Pakistan violated the Vienna Convention also by not informing Jadhav of his rights and by denying Indian officials access to him.
The entire trial and sentence by a military court, which was based on “confession taken under custody”, without adequate legal representation was farcical, according to Indian authorities.
It was said to be in brazen defiance of the rights and protections provided under the Vienna Convention and the international law, including ICCPR (International Covenant on Civil and Political Rights). The jurisprudence on ‘human rights’, including under the ICCPR, recognises ‘due process’ rubric.
Perhaps the most important aspect was the way India countered Pakistan’s claim that the 2008 bilateral agreement overrode the Vienna Convention.
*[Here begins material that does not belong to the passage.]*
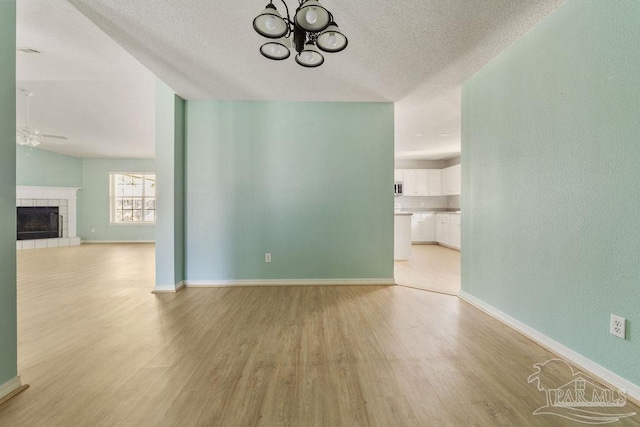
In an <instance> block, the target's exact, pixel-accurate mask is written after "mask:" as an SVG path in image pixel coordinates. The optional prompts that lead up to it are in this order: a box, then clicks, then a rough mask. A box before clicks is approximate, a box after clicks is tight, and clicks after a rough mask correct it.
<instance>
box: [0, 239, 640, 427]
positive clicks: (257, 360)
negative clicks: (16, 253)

According to India’s argument, the Vienna Convention recognises that states may have bilateral arrangements that “amplify or supplement” the principles engrafted in the multilateral convention/treaty. However, it said Article 73(2) of the Law of Treaties did not recognise dilution of the provisions of the multilateral convention by bilateral treaties.
India successfully convinced ICJ that Pakistan’s attempt to claim an exception to the rights under Article 36 of Vienna Convention suggesting that such rights are not to be made available to an individual against whom there is a prima facie case of “espionage” was not tenable.
India found the use of military courts for trial of civilians violative of process standards. “Trial of foreign national civilians by military courts is per se violative of the ICCPR, and of minimum standards recognised as ‘principles of international law’,” said an official.